Polls show crosscurrents: There's support for the goal of a balanced budget, along with concern about cutting such middle-class benefit programs as Medicare.

California software engineer Parker said she's disappointed the Republicans haven't gone after juicy tax breaks that benefit wealthy and upper-middle-class people like herself. Instead, she said, they've taken on the poor.

Parker supports a limit on the home mortgage interest deduction (1996 value: $41 billion), eliminating the tax-free status of employer-provided health insurance (1996 value: $51 billion) and gradually reducing government benefits such as Medicare and Social Security for people making more than $40,000 (potential savings: $50 billion a year by 2002).

``It's like we're all on the dole,'' said Parker. ``It kind of makes financial sense to cut where the fat is.
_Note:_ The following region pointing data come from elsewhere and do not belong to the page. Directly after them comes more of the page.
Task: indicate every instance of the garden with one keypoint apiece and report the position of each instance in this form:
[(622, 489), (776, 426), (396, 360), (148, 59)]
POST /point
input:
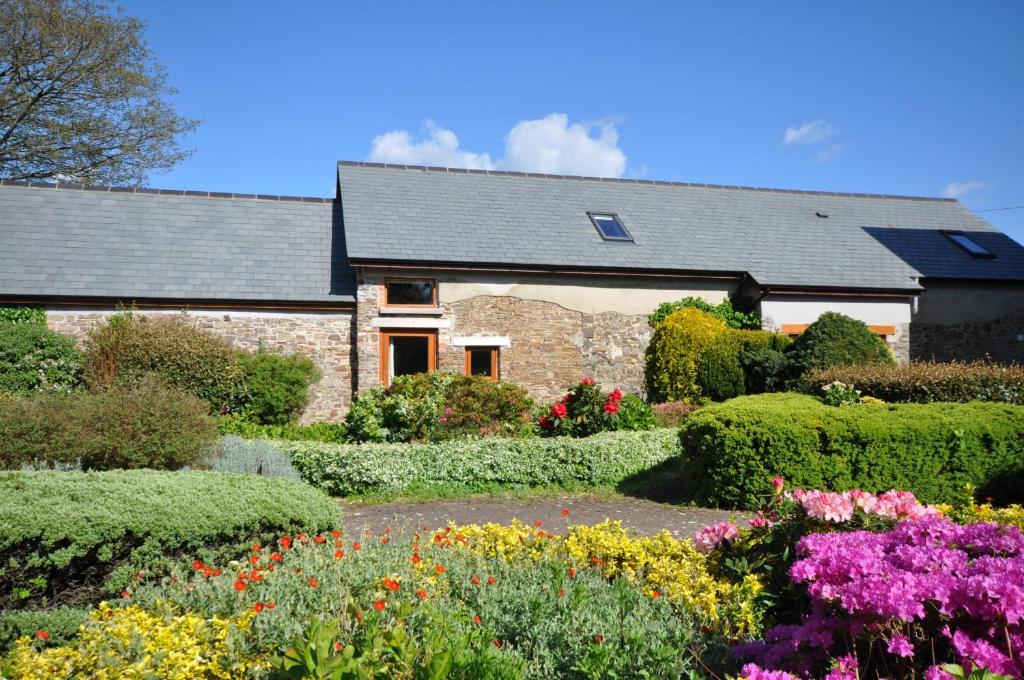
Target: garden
[(164, 514)]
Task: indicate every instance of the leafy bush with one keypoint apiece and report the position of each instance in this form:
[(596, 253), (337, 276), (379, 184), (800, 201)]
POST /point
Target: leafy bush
[(585, 410), (932, 450), (252, 457), (144, 425), (723, 311), (603, 459), (436, 407), (675, 349), (35, 358), (276, 386), (71, 537), (672, 414), (925, 382), (129, 346), (320, 431), (837, 340)]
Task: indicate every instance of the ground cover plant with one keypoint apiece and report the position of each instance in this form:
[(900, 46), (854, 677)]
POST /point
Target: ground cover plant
[(734, 450), (69, 538), (604, 459), (924, 382)]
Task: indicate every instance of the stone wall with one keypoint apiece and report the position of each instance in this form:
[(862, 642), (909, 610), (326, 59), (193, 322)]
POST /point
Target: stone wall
[(325, 337), (1000, 340)]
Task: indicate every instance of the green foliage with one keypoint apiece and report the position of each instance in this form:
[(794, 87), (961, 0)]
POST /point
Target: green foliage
[(837, 340), (436, 407), (320, 431), (925, 382), (723, 311), (675, 349), (276, 386), (23, 314), (736, 448), (34, 358), (128, 347), (252, 457), (566, 462), (720, 374), (74, 537), (135, 426)]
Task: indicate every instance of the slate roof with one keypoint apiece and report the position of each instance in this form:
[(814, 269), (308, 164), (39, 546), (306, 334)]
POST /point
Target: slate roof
[(150, 244), (871, 242)]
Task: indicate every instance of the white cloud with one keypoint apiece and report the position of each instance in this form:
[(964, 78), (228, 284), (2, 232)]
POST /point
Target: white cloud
[(958, 189), (438, 146), (550, 144), (809, 133)]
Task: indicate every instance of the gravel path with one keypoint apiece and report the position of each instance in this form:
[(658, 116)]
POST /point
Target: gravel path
[(640, 515)]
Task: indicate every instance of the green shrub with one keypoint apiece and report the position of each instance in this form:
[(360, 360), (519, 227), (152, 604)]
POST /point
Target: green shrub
[(320, 431), (276, 386), (723, 311), (252, 457), (675, 349), (927, 381), (736, 448), (603, 459), (75, 537), (720, 374), (837, 340), (34, 358), (125, 426), (435, 407), (128, 346)]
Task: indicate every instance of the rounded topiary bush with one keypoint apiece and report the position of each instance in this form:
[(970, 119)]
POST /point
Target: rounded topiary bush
[(674, 352), (836, 339)]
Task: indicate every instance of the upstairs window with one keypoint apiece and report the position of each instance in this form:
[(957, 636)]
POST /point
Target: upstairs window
[(969, 244), (609, 226), (411, 293)]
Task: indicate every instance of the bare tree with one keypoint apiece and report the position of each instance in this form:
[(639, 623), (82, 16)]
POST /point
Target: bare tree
[(81, 98)]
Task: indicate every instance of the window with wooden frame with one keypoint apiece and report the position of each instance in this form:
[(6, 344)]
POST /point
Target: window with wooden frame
[(482, 362), (407, 352), (410, 293)]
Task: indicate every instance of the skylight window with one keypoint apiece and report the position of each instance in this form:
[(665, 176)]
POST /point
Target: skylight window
[(609, 226), (969, 244)]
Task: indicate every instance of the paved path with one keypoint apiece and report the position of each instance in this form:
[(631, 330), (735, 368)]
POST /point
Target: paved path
[(640, 515)]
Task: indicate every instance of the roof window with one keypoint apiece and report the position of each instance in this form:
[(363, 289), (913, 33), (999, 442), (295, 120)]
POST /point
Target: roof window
[(969, 244), (609, 226)]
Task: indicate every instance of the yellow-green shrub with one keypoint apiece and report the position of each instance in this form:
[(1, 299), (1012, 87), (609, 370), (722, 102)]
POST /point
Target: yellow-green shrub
[(675, 349), (131, 642)]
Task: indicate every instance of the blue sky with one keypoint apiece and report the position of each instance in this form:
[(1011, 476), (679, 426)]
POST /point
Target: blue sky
[(896, 97)]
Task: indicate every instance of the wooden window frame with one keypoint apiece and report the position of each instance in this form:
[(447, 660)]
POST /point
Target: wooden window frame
[(384, 349), (433, 285), (495, 360)]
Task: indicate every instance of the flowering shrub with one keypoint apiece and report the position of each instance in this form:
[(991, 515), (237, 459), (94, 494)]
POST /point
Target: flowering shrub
[(585, 410), (116, 643)]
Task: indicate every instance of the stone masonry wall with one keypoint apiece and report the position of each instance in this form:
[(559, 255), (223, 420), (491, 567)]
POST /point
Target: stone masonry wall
[(325, 337), (1000, 340)]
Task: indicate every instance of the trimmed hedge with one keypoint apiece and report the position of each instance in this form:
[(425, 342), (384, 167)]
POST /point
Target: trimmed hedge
[(736, 448), (603, 459), (70, 538), (925, 382)]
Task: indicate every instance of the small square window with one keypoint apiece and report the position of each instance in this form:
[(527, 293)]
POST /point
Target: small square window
[(411, 293), (482, 362), (609, 226), (969, 244)]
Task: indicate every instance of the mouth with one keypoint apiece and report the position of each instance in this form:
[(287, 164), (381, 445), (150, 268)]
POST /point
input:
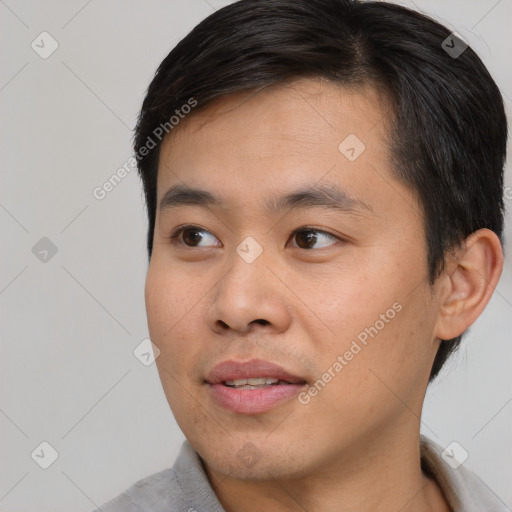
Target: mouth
[(254, 383), (252, 387)]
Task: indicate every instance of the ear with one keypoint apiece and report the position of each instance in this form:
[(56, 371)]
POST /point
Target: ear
[(467, 283)]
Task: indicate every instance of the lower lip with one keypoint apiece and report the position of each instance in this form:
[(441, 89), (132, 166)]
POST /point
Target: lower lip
[(253, 401)]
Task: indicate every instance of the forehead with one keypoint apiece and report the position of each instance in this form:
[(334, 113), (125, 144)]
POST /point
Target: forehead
[(283, 136)]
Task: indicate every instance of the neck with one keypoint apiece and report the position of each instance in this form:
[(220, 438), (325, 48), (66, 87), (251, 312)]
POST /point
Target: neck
[(384, 476)]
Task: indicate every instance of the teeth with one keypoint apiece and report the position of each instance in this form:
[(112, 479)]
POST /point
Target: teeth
[(253, 381)]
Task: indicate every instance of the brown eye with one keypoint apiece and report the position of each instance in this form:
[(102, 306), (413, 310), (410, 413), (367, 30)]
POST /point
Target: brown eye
[(307, 238), (192, 236)]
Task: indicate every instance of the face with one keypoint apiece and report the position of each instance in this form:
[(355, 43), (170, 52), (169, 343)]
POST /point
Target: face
[(304, 252)]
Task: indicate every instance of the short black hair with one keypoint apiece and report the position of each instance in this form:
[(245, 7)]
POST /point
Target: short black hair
[(448, 132)]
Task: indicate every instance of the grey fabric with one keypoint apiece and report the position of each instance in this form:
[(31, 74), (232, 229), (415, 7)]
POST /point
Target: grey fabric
[(185, 487)]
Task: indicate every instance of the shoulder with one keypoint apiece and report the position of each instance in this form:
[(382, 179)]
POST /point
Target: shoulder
[(159, 491), (462, 488), (182, 488)]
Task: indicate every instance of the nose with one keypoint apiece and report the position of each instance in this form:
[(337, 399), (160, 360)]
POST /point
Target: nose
[(249, 297)]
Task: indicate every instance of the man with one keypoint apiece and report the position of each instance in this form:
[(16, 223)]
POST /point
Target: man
[(324, 189)]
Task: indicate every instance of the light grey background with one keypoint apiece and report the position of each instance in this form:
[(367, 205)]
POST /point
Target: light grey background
[(69, 325)]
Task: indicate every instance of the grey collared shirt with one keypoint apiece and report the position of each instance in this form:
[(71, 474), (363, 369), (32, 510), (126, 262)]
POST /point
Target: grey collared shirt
[(186, 488)]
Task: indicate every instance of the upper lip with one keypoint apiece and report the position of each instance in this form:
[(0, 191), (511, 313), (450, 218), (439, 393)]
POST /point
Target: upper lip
[(233, 370)]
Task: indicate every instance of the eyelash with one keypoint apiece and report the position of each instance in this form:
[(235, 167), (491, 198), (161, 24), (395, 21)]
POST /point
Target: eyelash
[(174, 238)]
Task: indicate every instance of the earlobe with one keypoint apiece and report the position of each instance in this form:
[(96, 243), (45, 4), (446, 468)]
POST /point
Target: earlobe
[(468, 282)]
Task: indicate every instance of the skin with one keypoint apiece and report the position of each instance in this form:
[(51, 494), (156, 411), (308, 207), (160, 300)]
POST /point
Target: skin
[(355, 445)]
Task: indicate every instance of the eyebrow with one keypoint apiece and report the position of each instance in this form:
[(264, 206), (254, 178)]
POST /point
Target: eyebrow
[(319, 196)]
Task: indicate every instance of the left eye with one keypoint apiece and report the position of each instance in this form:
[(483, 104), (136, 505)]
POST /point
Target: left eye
[(307, 238)]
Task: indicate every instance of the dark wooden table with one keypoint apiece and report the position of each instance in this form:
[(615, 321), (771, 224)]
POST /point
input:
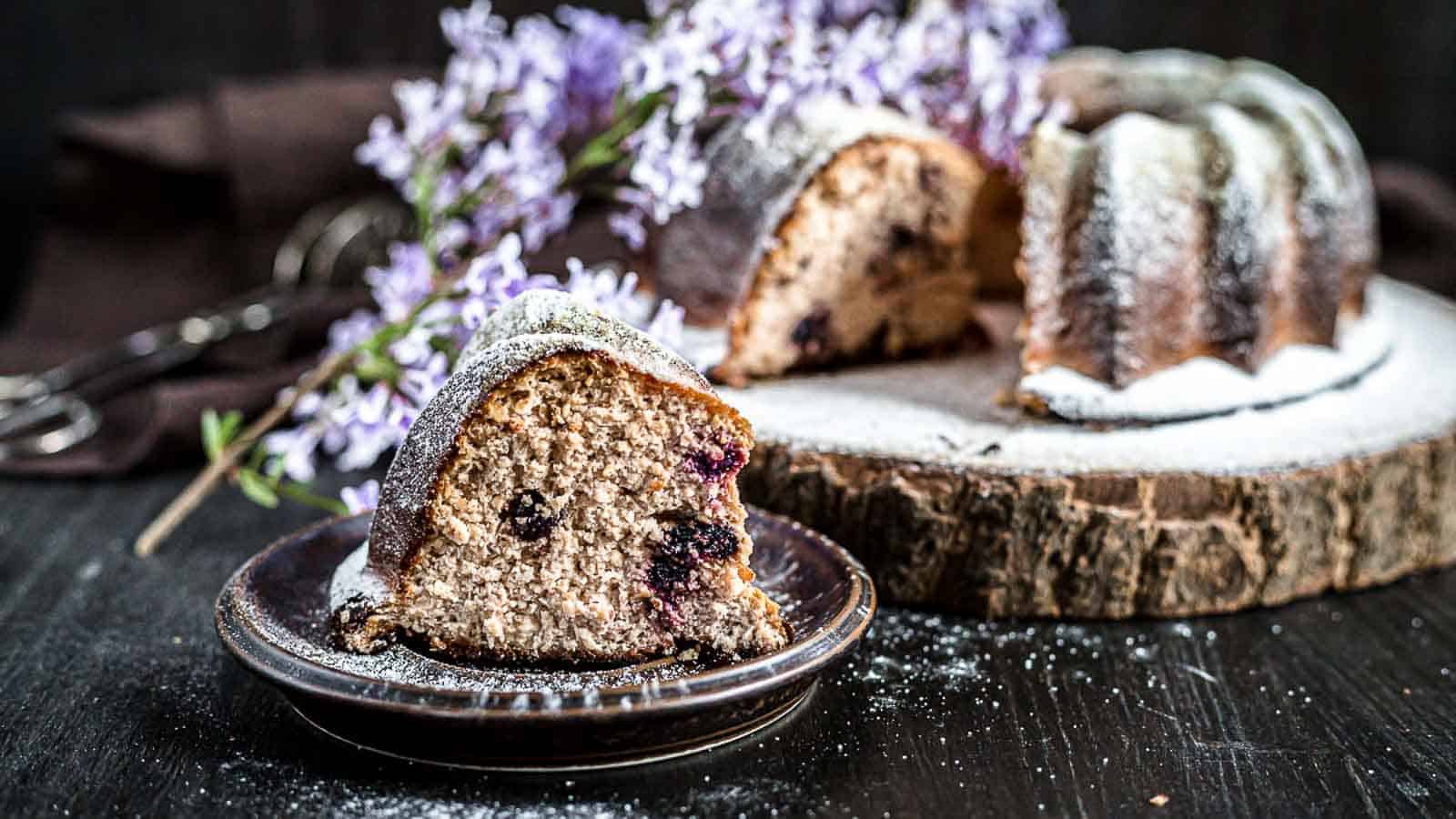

The Republicans have tackled the lean end.''

Nonetheless, she said it's better to cut the budget than leave things as they are. Parker may be better-informed than most - and more willing to give back her own benefits - but pollster Kohut said he thinks there would be more Marla Parkers out there if politicians laid out all the facts.

Frank Saska, a retired factory electrician from Cuyahoga Falls, Ohio, illustrates Kohut's point. Saska has been following the budget debate, and he's not at all happy.

``The Republicans are out there to tighten all of our belts,'' complained Saska. ``The biggies will have their income tax rebates and get fatter and fatter, and we'll just get skinnier.'' As for sacrifice, ``I don't want to do it while Joe Blow over there doesn't get hit,'' Saska said. ``Now, if everybody does it, yes sir, I'm right there."